Here’s my point – they were missing a basic fundamental. The “stuff” that was going to short-cut the process aren’t going to do any good unless this person develops the fundamentals of discipline, independent learning, creativity, perseverance and personal responsibility.

Why in the world do we think that throwing money at something means a higher chance of success? It’s kind of like when you see people get all excited about going to the gym and getting in shape. They tend to buy a membership at the biggest, best gym and buy all the cool looking clothes and fancy gear. They stock up on the latest pills and potions…before they’ve set foot in the gym or develop a plan of attack. Then, 3 weeks later they’re back at home sitting on the couch eating Cheetos wondering why their plan failed. It was because they should have focused on the basics first. 99 times out of a 100, you should get started on something using the free options. Once you know this is something you want to do (because you’ve been doing it) you’ll have developed the core of discipline and base level knowledge.  Then you can hire someone to help take your game to the next level.

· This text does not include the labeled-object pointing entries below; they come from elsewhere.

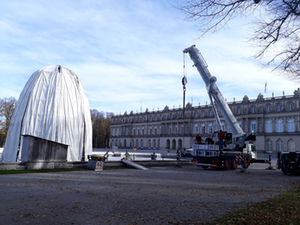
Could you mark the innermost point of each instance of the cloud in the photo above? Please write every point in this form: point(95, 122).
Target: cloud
point(126, 53)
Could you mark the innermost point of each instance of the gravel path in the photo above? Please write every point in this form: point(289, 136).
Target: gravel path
point(163, 195)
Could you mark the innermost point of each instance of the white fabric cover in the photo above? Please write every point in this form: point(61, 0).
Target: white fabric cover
point(53, 106)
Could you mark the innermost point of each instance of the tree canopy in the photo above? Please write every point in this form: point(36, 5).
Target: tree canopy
point(276, 27)
point(7, 107)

Starting with money gives you a false sense of security. You think that since spending money gives a higher chance of success when in reality it lowers your chances. Why? Because it blinds you to what really creates progress. Money doesn’t create value or progress. What creates these things is you. Your discipline. Your creativity. Your perseverance. Nothing else. No coach, course, equipment, pill or formula overcomes the basic fundamentals of winning through personal discipline and will.

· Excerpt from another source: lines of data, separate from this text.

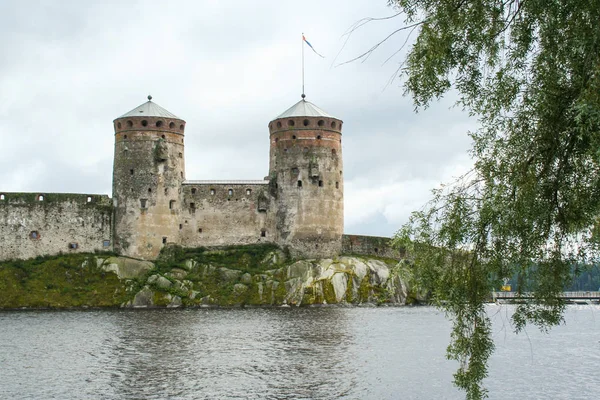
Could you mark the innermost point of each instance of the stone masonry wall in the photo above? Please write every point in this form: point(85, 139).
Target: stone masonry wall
point(220, 213)
point(38, 224)
point(370, 246)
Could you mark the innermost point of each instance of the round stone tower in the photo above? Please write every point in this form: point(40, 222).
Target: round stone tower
point(306, 173)
point(148, 171)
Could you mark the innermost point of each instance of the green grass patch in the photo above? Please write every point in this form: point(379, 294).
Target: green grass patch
point(61, 281)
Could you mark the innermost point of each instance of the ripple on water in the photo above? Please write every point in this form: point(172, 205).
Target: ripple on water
point(287, 353)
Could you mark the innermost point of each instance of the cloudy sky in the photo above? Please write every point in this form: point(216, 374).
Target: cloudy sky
point(69, 68)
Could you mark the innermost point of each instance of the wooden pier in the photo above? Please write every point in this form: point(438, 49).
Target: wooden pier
point(569, 297)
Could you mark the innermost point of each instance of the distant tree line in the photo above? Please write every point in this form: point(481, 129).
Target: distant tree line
point(584, 278)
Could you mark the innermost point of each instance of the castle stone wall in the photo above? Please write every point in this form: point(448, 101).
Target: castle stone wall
point(149, 167)
point(220, 213)
point(38, 224)
point(306, 167)
point(370, 246)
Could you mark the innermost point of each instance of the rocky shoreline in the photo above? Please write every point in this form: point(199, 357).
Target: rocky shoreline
point(209, 278)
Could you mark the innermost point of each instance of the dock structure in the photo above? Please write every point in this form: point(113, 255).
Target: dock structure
point(569, 297)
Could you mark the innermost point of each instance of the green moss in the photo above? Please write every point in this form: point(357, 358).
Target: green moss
point(249, 258)
point(72, 280)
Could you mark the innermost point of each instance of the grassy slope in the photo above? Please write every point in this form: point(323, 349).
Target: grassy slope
point(59, 281)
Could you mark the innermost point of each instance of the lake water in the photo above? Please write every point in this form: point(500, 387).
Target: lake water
point(283, 353)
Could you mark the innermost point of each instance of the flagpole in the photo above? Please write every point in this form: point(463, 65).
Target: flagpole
point(303, 95)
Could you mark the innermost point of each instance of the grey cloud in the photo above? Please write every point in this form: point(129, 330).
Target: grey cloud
point(68, 68)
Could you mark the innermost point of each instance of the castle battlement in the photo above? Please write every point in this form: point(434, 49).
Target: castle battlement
point(299, 205)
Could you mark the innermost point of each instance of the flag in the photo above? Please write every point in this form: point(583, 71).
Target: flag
point(310, 45)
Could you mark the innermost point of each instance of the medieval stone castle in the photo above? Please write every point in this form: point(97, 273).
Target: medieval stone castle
point(298, 206)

To be clear, I’m not at all against spending money to take your game up a notch. But it’s like nutritional supplements. 99% of the people taking a performance supplement derive almost no value from it. Why? Because a supplement isn’t a magic pill that melts fat. (Sorry to all the advertisements out there saying otherwise.) Supplements are just that…supplemental. If you haven’t developed the core discipline of working your butt off and eating right, taking that supplement is going to skinny your wallet – not your belly. And you don’t need a fancy gym or a trainer to work your butt off. You can do pull-ups, push ups, sit ups, running, jump rope, kettle bells and many, many other exercises at home for a few bucks.

Goal-Setting-tattooWhen you do master the basics, if you do develop some basic skills, knowledge, discipline and attitude of perseverance and apply that to some initial experimentation in your chosen arena, then adding some paid coaching on top of that can be immensely helpful. When you take the first step on your own, your confidence, base knowledge and discipline will give you the foundation you need to get a return on any money spent furthering yourself. Or…you’ll find that you aren’t going to be able to do this new thing you thought was so great. Either way, you’ll end up knowing you. And that is the most important step.

I know there are a lot more angles to this topic and there is no way to cover them all in a blog post. But I’d love to hear thoughts from anyone else on this. Do you agree that our ability to put money at something up front is actually a bad idea (most of the time)? When would it be better to lead with money? (Other than what is absolutely required to get started.)

UPDATE: I just got this post from Jeff Goins site this morning and loved this guest post:  Highlight:

Repetition tries our intentions. The thought of creating art is appealing to almost everyone. But the commitment and discipline required to make it is another story. People pay big money to set up a blog or get private lessons, but those same people quit quickly when nothing happens overnight. Why? Because maybe they confused a desire to create with a need for affirmation.